The antioxidant effect of the extract might be related to its elevated levels of berberine, which also represents the main alkaloid in all plants of the genus Berberis, which has potent neuroprotective effects against ischemic damage in cerebral ischemia/reperfusion models [11, 32, 33]. In addition, it potentiates the nerve growth factor- (NGF) induced differentiation in neural cells [34].

Thus, these findings, the alkaloid extract of B. aetnensis C. Presl roots, possess antioxidant properties, which are probably prevalent due to the higher content of berberine as reported in our previous study [5].

HPLC analysis showed that the major compound present in the extract was berberine (376 mg/g). It also contains smaller amounts of berbamine (35 mg/g) and jatrorrhizine (33 mg/g) and even lesser amounts of palmatine (12 mg/g), oxyacanthine (9 mg/g), and other alkaloids.

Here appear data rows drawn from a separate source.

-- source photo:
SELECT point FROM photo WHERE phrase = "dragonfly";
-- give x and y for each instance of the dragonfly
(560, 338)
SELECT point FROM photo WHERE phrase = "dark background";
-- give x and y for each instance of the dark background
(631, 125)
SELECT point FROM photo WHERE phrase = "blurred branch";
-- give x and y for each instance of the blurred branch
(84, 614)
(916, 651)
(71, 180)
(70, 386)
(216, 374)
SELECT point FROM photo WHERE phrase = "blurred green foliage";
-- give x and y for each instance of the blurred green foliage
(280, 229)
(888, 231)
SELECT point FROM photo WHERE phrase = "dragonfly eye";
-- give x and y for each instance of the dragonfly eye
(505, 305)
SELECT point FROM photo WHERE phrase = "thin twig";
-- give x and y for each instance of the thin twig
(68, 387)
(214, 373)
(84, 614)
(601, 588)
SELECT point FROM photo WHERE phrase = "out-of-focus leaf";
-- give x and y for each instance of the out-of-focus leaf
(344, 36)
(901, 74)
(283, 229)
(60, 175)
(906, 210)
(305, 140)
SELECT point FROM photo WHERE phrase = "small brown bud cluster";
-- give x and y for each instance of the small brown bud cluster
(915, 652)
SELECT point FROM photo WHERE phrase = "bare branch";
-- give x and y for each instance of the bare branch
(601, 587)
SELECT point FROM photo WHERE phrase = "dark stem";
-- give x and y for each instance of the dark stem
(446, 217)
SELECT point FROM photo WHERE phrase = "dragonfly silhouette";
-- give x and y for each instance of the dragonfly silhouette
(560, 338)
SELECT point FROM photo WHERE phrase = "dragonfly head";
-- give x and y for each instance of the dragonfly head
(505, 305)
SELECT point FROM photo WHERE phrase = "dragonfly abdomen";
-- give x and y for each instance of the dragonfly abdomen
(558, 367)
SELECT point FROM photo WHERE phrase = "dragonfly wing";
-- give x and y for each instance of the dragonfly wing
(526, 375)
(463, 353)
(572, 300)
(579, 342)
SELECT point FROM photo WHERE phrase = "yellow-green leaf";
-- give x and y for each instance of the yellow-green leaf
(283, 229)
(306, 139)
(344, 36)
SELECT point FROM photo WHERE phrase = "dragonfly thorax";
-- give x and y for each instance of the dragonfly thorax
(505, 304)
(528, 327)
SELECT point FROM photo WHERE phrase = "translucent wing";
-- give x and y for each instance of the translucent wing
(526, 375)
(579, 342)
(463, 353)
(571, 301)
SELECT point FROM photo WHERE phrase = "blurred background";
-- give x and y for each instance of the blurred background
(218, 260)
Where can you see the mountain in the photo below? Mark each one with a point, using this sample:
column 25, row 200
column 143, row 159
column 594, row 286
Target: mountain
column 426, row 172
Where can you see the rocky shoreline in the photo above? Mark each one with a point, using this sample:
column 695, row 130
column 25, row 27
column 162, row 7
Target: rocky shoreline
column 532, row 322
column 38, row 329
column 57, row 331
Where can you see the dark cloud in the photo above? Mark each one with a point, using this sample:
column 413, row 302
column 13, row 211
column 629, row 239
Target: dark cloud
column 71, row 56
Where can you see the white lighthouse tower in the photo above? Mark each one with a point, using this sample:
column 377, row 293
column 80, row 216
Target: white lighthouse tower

Our results are in agreement with other reports on the alkaloids from the roots of Berberis species [35-38]. Furthermore, it is possible to assume that the alkaloid extract of B. aetnensis C. Presl roots is able to counteract glutamate uptake-induced impairment of cystine/glutamate antiporter which leads to depletion of GSH content and biochemical alterations, resulting in the delayed toxic effect for primary astrocyte cultures [28, 37]. Then dietary supplementation of B. aetnensis C. Presl roots extract to quails reduces the detrimental effects of oxidative stress. In conclusion, our results could explain the protective effects of B. aetnensis C. Presl on those diseases which are characterized by an overproduction of free radicals, in particular of the superoxide anion, and suggest that the alkaloid extract of B. aetnensis C. Presl roots, which mostly contains berberine, ameliorating the excessive production of glutamate, may represent a natural therapeutic strategy in the neuropathological conditions associated with excitotoxicity. However, other studies are now in progress to better clarify the molecular mechanisms of the alkaloid extract of B. aetnensis C. Presl roots.